Confusing about when conditioning on event can increase the entropy.

entropyprobability theory

In a discussion, we were trying to figure out if it is possible that entropy increases. My friend came up with the following scenario:

Consider an indicator random variable $Z$ that is $1$ if and only if two independent coin flips are heads: Suppose that the first coin comes up heads with some very small probability $\delta$, whereas the second coin is fair. Since $Pr[ Z = 1] = \delta/2$, it follows that $H[ Z ]$ is also very small (depending on $\delta$).

On the other hand, if we define $A$ to be the event that the biased coin comes up with heads, then $H[ Z | A ] = 1$, and so the entropy of $Z$ increases if we condition on $A$.

However, I'm confused by the implications of this and seem to be getting contradictory results: Let $X_1$ be the random variable of the biased coin, and $X_2$ be the random variable of the fair coin, where $X_i=1$ means the $i$-th coin comes up heads. Then
$$Z = X_1 X_2.$$

According to my friend's claim above, it holds that:

$$
H[Z] = H[ X_1 X_2 ] < H[ X_1 X_2 | X_1=1 ] = H[ X_2 ] = 1.
$$

However, using the chain rule, we get
\begin{align*}
H[Z] = H[ X_1 X_2 ] = H[ X_2 | X_1 ] + H[ X_1 ]
&= H[ X_2 ] + H[ X_1 ] \quad \text{(since the coin flips are indep.)} \\
&= 1 + H[ X_1 ]
> 1,
\end{align*}

which contradicts my friend's claim.

What am I missing?

Best Answer

As explained, you cannot use chain's rule, as this apply to the joint entropy $H(X_1,X_2)$ not the entropy of the product $H(X_1X_2)$.

The fact that the entropy increases once you know the outcome of the biased coin is not surprising : Shannon entropy is maximised for uniform distribution. $Z$ is basically a Bernouilli with probability $\delta/2$ while $Z\mid A$ is a Bernouilli $1/2$, the discrete uniform probability.

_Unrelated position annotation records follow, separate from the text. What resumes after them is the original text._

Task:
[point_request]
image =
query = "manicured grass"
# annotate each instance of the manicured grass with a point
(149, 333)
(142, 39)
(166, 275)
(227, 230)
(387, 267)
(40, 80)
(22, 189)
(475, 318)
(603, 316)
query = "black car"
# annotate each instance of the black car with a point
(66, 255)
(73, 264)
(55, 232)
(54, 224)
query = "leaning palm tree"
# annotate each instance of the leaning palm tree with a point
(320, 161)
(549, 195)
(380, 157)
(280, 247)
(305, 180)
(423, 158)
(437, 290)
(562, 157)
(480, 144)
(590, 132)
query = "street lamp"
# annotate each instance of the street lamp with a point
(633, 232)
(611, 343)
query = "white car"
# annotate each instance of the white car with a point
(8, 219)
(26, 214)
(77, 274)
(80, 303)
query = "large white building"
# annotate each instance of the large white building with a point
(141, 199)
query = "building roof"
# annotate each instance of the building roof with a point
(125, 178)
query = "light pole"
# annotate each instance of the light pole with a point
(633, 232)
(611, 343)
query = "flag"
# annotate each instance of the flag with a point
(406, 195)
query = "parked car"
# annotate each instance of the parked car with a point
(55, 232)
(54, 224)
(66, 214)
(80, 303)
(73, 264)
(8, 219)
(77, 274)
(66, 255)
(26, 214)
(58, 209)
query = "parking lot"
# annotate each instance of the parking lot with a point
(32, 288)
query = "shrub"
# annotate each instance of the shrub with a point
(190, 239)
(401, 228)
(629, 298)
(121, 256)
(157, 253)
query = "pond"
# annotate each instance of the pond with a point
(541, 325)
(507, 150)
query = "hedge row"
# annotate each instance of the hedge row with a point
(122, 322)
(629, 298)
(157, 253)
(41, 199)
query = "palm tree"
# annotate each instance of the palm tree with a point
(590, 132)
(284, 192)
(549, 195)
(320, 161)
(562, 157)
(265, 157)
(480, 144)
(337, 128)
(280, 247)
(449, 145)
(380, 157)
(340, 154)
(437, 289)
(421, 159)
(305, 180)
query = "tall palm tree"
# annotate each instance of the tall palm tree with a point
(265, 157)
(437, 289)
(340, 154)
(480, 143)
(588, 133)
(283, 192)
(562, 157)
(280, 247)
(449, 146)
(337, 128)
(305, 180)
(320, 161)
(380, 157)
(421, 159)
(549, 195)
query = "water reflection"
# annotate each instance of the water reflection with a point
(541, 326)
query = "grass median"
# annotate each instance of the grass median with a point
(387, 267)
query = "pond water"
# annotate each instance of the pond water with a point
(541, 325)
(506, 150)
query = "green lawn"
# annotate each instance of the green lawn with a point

Therefore $H(Z\mid A)\geq H(Z)$.

Intuitively the entropy measure the average information that one outcome will give you. Initially, as $Z$ will be $0$ with very high probability, the its entropy must be very small : you'll likely learn nothing from one outcome. While once you know the result of the biased coin, you'll get much more information from the outcome of the fair coin.